Tasks
| Task name |
|---|
| maze2d-open-v0 |
| maze2d-umaze-v1 |
| maze2d-medium-v1 |
| maze2d-large-v1 |
| maze2d-open-dense-v0 |
| maze2d-umaze-dense-v1 |
| maze2d-medium-dense-v1 |
| maze2d-large-dense-v1 |
The Maze2D domain involves moving force-actuated ball (along the X and Y axis) to a fixed target location. The observation consists of the (x, y) location and velocities. The dataset consists of one continuous trajectory of the agent navigating to random goal locations, and thus has no terminal states. However, for the purposes of being able to split the trajectory into smaller subtrajectories, we use the timeout field to denote instances when the randomly selected navigation goal has been reached.
The four maze layouts are shown below (from left to right: open, umaze, medium large):
The four environments maze2d-open-v0, maze2d-umaze-v0, maze2d-medium-v0, maze2d-large-v0 use a sparse reward which is has a value of 1.0 when the agent (light green ball) is within a 0.5 unit radius of the target (light red ball).

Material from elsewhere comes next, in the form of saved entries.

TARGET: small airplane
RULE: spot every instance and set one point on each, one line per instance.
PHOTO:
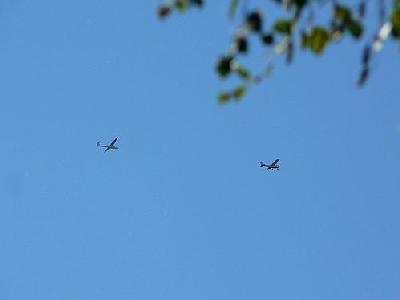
(274, 165)
(109, 147)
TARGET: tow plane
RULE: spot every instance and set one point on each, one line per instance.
(111, 146)
(272, 166)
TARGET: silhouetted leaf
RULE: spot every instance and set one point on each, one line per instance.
(163, 11)
(239, 92)
(241, 44)
(242, 72)
(181, 5)
(224, 66)
(395, 20)
(254, 21)
(283, 26)
(317, 39)
(224, 97)
(267, 38)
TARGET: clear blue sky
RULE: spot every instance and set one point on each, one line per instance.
(182, 210)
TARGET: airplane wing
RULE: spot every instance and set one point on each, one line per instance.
(275, 162)
(113, 142)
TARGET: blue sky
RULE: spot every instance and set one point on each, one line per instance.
(182, 210)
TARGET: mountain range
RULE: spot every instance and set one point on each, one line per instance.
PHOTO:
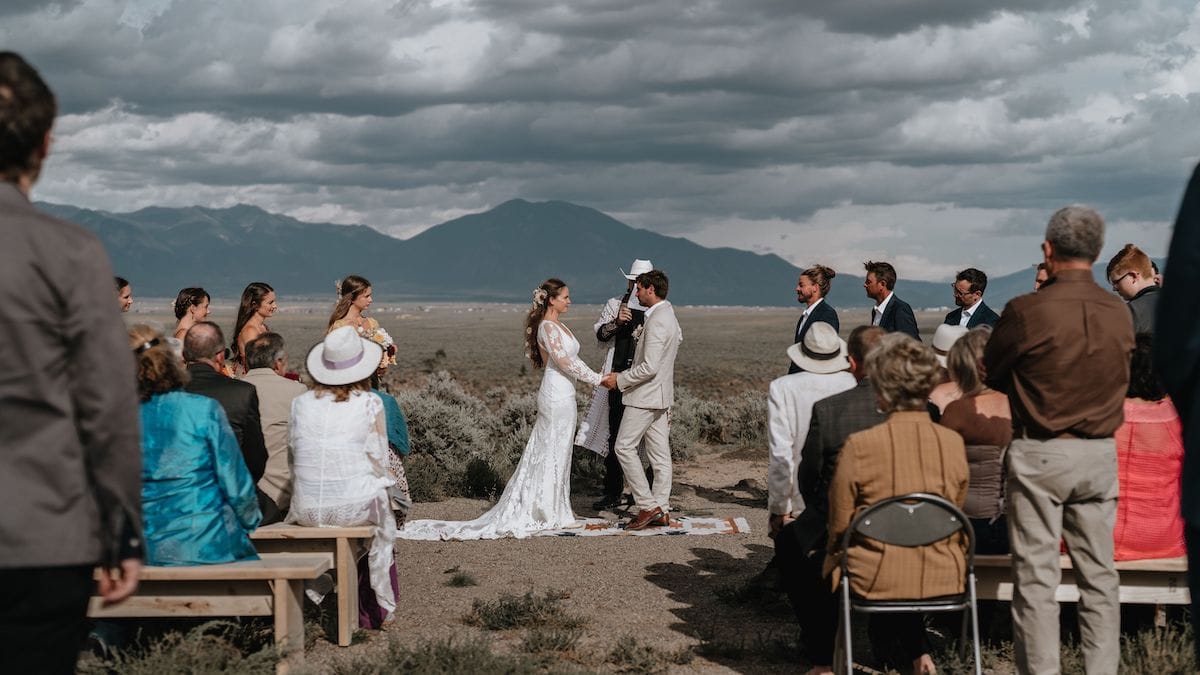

Each environment has a dense reward version, which instead uses the negative exponentiated distance as the reward.
| Task name |
|---|
| antmaze-umaze-v0 |
| antmaze-umaze-diverse-v0 |
| antmaze-medium-diverse-v0 |
| antmaze-medium-play-v0 |
| antmaze-large-diverse-v0 |
| antmaze-large-play-v0 |
The AntMaze domain uses the same umaze, medium, and large mazes from the Maze2D domain, but replaces the agent with the "Ant" robot from the OpenAI Gym MuJoCo benchmark.
The dataset in 'antmaze-umaze-v0' is generated by commanding a fixed goal location from a fixed starting location (these are the opposite sides of the wall in the umaze).
For harder tasks, the "diverse" dataset is generated by commanding random goal locations in the maze and navigating the ant to them. The "play" dataset is generated by commanding specific hand-picked goal locations from hand-picked initial positions.
| Task name |
|---|
| minigrid-fourrooms-v0 |
| minigrid-fourrooms-random-v0 |
The Minigrid domain is a discrete analog of Maze2D.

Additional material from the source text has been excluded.